Laravel: Soft Delete an item

Stefan Bogdanescu

Founder & Senior Architect · 2026-06-29

Laravel Company

Laravel: Mastering Soft Deletes for Data Integrity

As a senior developer working with modern frameworks like Laravel, one of the most crucial concepts for maintaining data integrity and history is understanding the difference between a hard delete and a soft delete. You've asked a very common and important question: How can I delete an item only from my view without permanently erasing it from the database? The answer lies in implementing Soft Deletes.

This post will walk you through the entire procedure, from setting up your database to modifying your Eloquent models, ensuring you can manage your data history effectively.

What are Soft Deletes and Why Use Them?

When you perform a standard DELETE query in SQL, the record is permanently removed. In most business applications, this is unacceptable because you lose valuable historical data. Soft Deletes solve this problem by replacing the actual deletion with an update to a timestamp column (usually named deleted_at). The record remains in the database but is logically marked as deleted.

This allows you to retrieve all records, including those that are no longer visible, providing an audit trail and preventing accidental data loss. This approach is heavily promoted within the Laravel ecosystem, aligning perfectly with the principles of robust application design found on platforms like laravelcompany.com.

Step-by-Step Implementation Guide

To implement soft deletes in a Laravel application, you need to make three primary changes: database migration, model setup, and controller logic.

1. Database Migration Setup

First, you must add a nullable timestamp column named deleted_at to your table.

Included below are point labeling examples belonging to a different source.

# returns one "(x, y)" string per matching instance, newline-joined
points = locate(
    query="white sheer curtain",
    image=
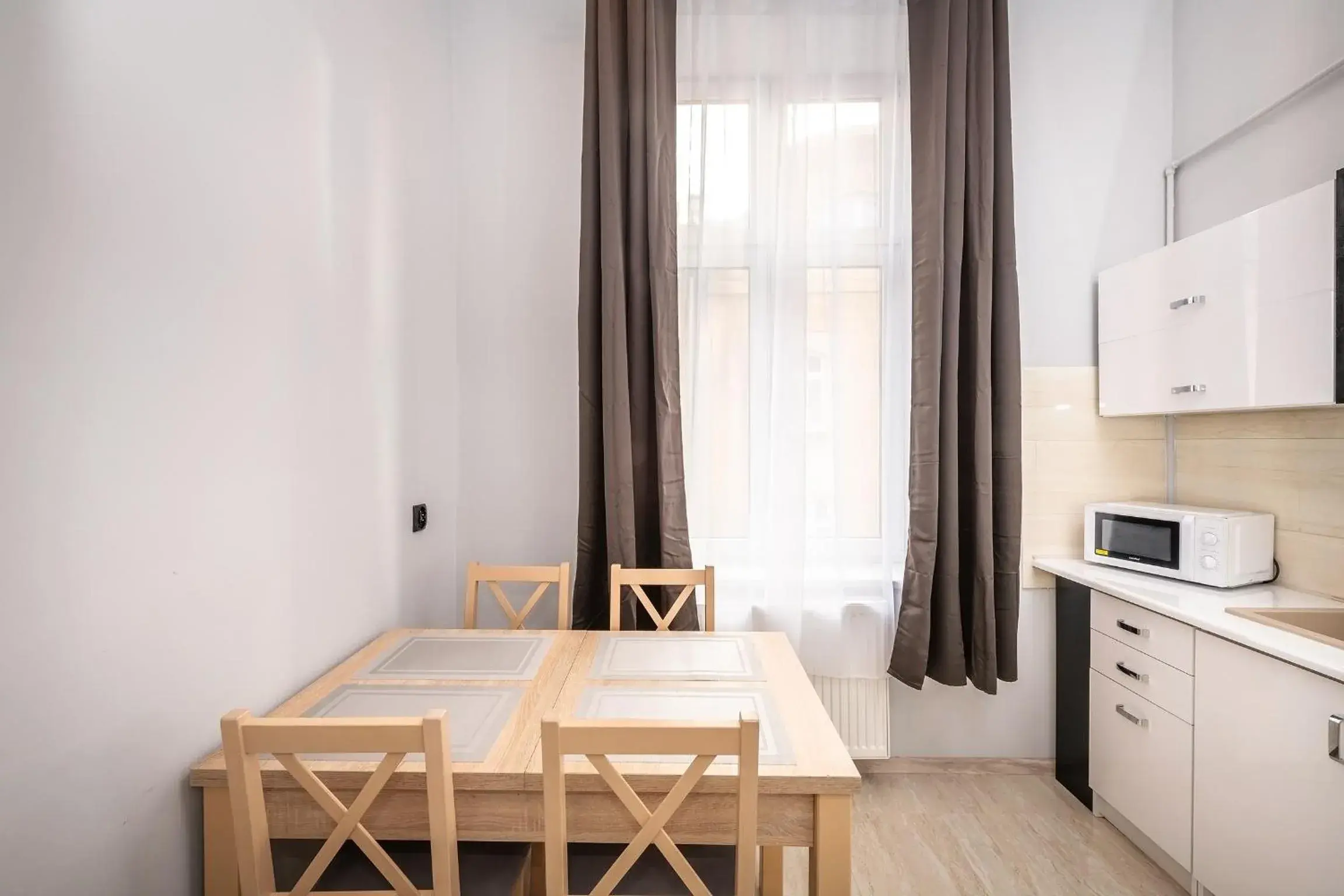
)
(793, 250)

This column will store the timestamp when the record was "deleted."

use Illuminate\Database\Migrations\Migration;
use Illuminate\Database\Schema\Blueprint;
use Illuminate\Support\Facades\Schema;

class AddSoftDeleteToDevisTable extends Migration
{
    public function up()
    {
        Schema::table('devis', function (Blueprint $table) {
            // This column is crucial for soft deletion
            $table->softDeletes(); 
        });
    }

    public function down()
    {
        Schema::table('devis', function (Blueprint $table) {
            $table->dropSoftDeletes();
        });
    }
}

Run your migration to apply these changes to your database schema.

2. Model Implementation

Next, you must tell your Eloquent model that it should use the soft delete functionality. This is done by using the SoftDeletes trait.

In your Devis model:

<?php

namespace App\Models;

use Illuminate\Database\Eloquent\Model;
use Illuminate\Database\Eloquent\SoftDeletes; // Import the trait

class Devis extends Model
{
    // Use the trait to enable soft deletes
    use SoftDeletes; 

    // ... other model code
}

3. Controller Logic: Soft Deleting vs. Hard Deleting

This is where your provided code snippet shows the difference. When you use the SoftDeletes trait, the standard $model->delete() method performs a soft delete instead of a hard one.

The Old (Hard Delete):

public function destroy(Devis $devis)
{
    $devis->delete(); // This removes the record permanently from the DB
    return redirect('/admin');
}

The New (Soft Delete):
If you want to keep the item in the database but mark it as deleted, using $devis->delete() is exactly what you need. The record will be updated with a deleted_at timestamp.

public function destroy(Devis $devis)
{
    $devis->delete(); // Performs a soft delete: updates the deleted_at column
    return redirect('/admin');
}

Querying Soft-Deleted Data

The most powerful feature of using SoftDeletes is how Eloquent queries automatically adapt. By default, any query you run on your model (e.g., Devis::all()) will automatically exclude records where deleted_at is not null.

If you ever need to retrieve soft-deleted items for administrative purposes, you must explicitly tell Eloquent to ignore the soft delete scope:

// Retrieves ALL records, including soft-deleted ones
$allDevis = Devis::withTrashed()->get(); 

// Retrieves ONLY soft-deleted records
$deletedDevis = Devis::onlyTrashed()->get(); 

Conclusion

Implementing Soft Deletes is a fundamental best practice in modern Laravel development. By leveraging Eloquent's built-in features and correctly configuring your migrations and models, you gain the flexibility to manage data history without compromising data integrity. Always remember that by default, operations like $model->delete() will perform a soft delete, giving you the control you need over how your application interacts with the database. Embrace these tools—they make building robust applications significantly easier!